Lsat_1_v5_gn_5_127021 and Lsat_1_v5_gn_5_127080 are both genes encoding TCP4 and TCP10 transcription factors (Supplementary Table S7) belonging to the class II CIN-TCP transcription factors. They can be responsible for the differences in leaf crinkliness because homologs in Arabidopsis have a similar role. In Arabidopsis, these transcription factors interact with phytohormone pathways (Sarvepalli and Nath 2011a; Nicolas and Cubas 2016), regulate petal (Nag et al. 2009) and leaf growth mediated by cell proliferation (Palatnik et al. 2003; Efroni et al. 2008; Rodriguez et al. 2010; Sarvepalli and Nath 2011b; Schommer et al. 2014), and are negatively regulated by micro-RNA miR319a (Nicolas and Cubas 2016). Down regulation of class II TCP transcription factors by miR319a or knockouts of TCP factors have resulted in a characteristic crinkly leaf phenotype in both Arabidopsis and Antirrhinum major (Nath et al. 2003; Palatnik et al. 2003; Koyama et al. 2007, 2010; Efroni et al. 2008). There is a gene dosage effect between leaf crinkliness and the number of CIN-TCP genes knocked out (Koyama et al. 2010).

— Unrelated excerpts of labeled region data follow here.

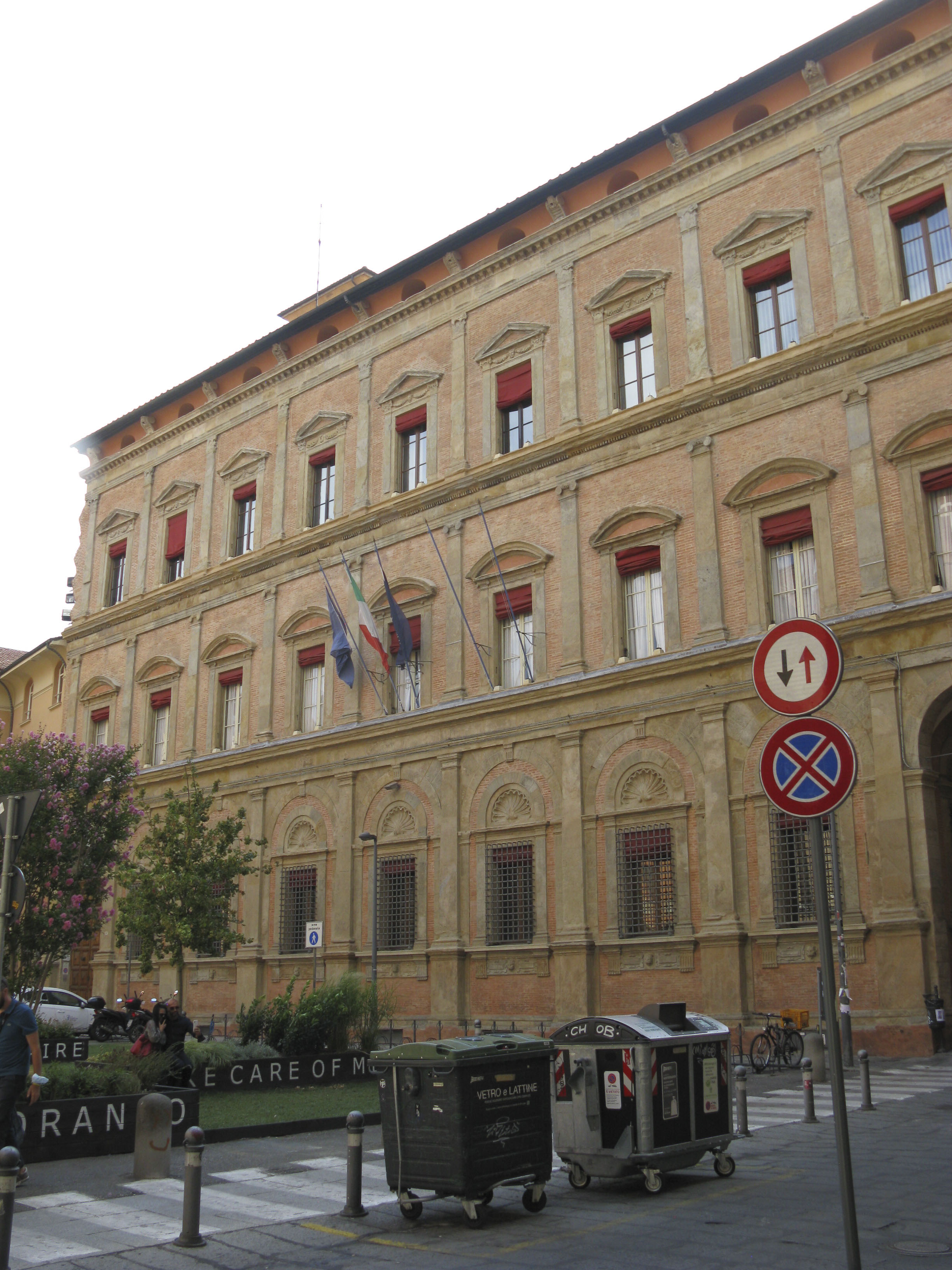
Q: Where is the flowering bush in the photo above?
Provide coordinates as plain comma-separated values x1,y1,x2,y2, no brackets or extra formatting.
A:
0,733,142,1001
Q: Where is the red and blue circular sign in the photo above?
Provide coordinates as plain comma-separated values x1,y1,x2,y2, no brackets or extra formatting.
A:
760,719,857,817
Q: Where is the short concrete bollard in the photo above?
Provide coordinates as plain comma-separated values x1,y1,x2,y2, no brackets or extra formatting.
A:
175,1125,205,1249
857,1049,876,1111
800,1058,817,1124
132,1093,172,1181
340,1111,367,1217
734,1067,750,1138
0,1147,20,1270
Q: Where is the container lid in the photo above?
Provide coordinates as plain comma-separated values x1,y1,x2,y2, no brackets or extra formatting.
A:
371,1033,552,1065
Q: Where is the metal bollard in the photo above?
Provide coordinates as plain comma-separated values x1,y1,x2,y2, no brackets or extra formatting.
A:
857,1049,876,1111
340,1111,367,1217
800,1058,817,1124
734,1067,750,1138
0,1147,20,1270
175,1125,205,1249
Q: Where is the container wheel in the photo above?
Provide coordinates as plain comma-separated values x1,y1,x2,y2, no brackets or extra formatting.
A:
522,1186,548,1213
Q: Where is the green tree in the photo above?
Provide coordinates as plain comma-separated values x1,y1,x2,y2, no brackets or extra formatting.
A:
116,766,266,1009
0,733,142,1001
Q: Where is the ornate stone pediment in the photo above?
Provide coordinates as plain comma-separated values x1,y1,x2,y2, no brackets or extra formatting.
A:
713,207,812,264
476,321,548,366
856,141,952,198
585,269,672,318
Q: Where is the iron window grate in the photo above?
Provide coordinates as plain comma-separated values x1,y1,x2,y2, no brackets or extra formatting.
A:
616,824,674,938
280,865,317,952
769,807,833,926
486,842,536,944
377,856,416,949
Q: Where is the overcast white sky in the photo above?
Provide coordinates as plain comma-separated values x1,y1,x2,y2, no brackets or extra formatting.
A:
0,0,863,649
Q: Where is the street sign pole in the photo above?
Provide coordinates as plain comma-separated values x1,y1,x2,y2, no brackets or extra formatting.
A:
807,815,862,1270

In this study, the TCP 4 ortholog was down regulated in cv. Emperor and 15G174 but not 15G267 (all susceptible lines) when compared with cv. El Dorado (Table 6). Cv. Emperor, 15G174, and 15G267 all showed the crinkly leaf phenotype. However, in the pooled analysis, the results showed that this gene was upregulated (Table 7). It is unclear why there is this discrepancy, but it is possible that the expression of the gene changes over time. The results indicate that this gene is differentially expressed between resistant and susceptible pools, which is consistent with the findings reported in Seki et al. (2020) who attributed the differential gene expression to a retrotransposon insertion in the 3′-UTR region of the gene in Empire type cvs., such as cv. Emperor, and found a strong correlation to higher leaf crinkliness and late bolting in this gene. If this gene has a pleiotropic effect on tipburn, it could be due to the effects that this gene has on cell proliferation. The susceptible allele would result in greater cell proliferation in the Emperor type than in the El Dorado type, resulting in a higher demand for calcium in the proliferating cells. Given that calcium transport to tissues is mainly determined by the transpiration stream and that leaves growing under high humidity (such as the internal leaves of iceberg lettuce) would receive less calcium (Barta and Tibbitts 1986), we propose the following hypothesis: (1) greater cell proliferation due to downregulation of CIN-TCP causes higher demand for calcium; (2) reduced transpiration from younger leaves inside the head results in a reduced supply of calcium to proliferating cells; and (3) a shortage of calcium supply to proliferating cells in these younger leaves results in tipburn. Future studies should knockout or interfere with the gene expression of the genes in this 877 Kb region to identify which gene knockout or knockdown results in higher tipburn incidence or severity. Finding this correlation would provide further evidence of the causal gene.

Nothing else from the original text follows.